[PATCH 11/11] drm/radeon: make page table updates async v2

Christian König deathsimple at vodafone.de
Mon Aug 20 01:08:23 PDT 2012


Currently doing the update with the CP.

v2: Rebased on Jeromes bugfix.
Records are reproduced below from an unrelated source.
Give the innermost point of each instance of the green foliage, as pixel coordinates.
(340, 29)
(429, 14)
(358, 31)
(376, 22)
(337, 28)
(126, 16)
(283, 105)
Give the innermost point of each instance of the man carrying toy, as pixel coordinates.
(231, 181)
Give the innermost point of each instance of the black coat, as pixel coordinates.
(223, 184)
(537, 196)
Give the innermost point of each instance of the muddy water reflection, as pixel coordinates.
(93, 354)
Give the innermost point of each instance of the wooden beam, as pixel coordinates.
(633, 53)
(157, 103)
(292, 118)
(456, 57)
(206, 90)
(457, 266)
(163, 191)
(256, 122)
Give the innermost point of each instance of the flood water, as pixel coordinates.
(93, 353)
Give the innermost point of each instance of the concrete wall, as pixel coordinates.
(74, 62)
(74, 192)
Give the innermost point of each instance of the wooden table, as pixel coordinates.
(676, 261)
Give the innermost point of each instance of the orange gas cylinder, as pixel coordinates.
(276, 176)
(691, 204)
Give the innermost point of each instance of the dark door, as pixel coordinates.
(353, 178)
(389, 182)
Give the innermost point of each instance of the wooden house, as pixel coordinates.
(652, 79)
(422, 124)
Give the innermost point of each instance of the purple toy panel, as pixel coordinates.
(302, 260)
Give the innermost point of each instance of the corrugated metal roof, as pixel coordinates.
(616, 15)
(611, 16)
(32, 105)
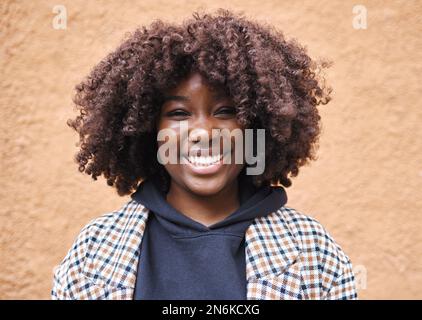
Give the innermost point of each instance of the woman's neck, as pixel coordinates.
(205, 209)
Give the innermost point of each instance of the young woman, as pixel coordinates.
(202, 228)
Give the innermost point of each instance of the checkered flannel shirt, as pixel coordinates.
(288, 256)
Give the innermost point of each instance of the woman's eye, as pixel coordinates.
(226, 111)
(177, 113)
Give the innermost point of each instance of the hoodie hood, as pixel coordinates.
(254, 203)
(181, 258)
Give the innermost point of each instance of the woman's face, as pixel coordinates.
(203, 108)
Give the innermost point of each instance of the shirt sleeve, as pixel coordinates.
(344, 287)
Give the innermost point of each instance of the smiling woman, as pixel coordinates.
(203, 228)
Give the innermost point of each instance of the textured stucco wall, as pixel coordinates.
(365, 188)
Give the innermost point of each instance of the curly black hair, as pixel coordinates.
(273, 82)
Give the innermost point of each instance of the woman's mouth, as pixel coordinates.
(205, 164)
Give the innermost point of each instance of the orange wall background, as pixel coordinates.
(365, 188)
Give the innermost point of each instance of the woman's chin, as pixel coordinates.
(205, 187)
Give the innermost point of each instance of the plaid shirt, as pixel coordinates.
(288, 256)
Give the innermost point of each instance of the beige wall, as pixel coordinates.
(365, 188)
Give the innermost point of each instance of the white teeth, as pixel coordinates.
(204, 160)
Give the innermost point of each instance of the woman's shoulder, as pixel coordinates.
(311, 236)
(102, 234)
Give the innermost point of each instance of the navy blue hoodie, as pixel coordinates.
(183, 259)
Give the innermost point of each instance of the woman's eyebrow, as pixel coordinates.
(216, 96)
(175, 98)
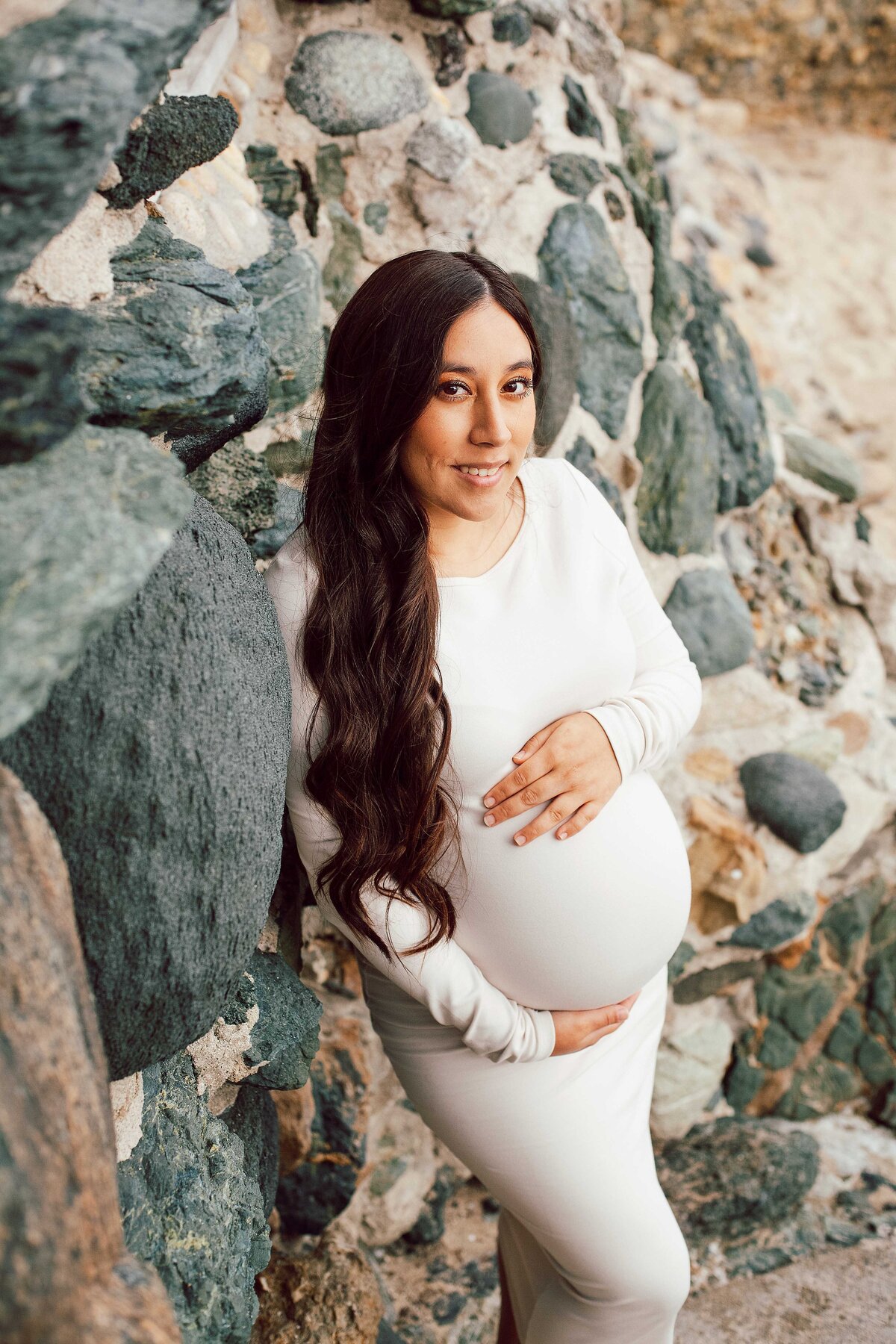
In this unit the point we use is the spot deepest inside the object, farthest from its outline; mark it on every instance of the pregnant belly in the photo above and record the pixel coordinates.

Make validity comparison
    more human readable.

Signed-off-by: Christian König <deathsimple at vodafone.de>
---
 drivers/gpu/drm/radeon/ni.c          |   20 ++++++----
 drivers/gpu/drm/radeon/nid.h         |    1 +
 drivers/gpu/drm/radeon/radeon.h      |    2 +
 drivers/gpu/drm/radeon/radeon_asic.c |    3 ++
 drivers/gpu/drm/radeon/radeon_gart.c |   70 +++++++++++++++++++++++++---------
 5 files changed, 71 insertions(+), 25 deletions(-)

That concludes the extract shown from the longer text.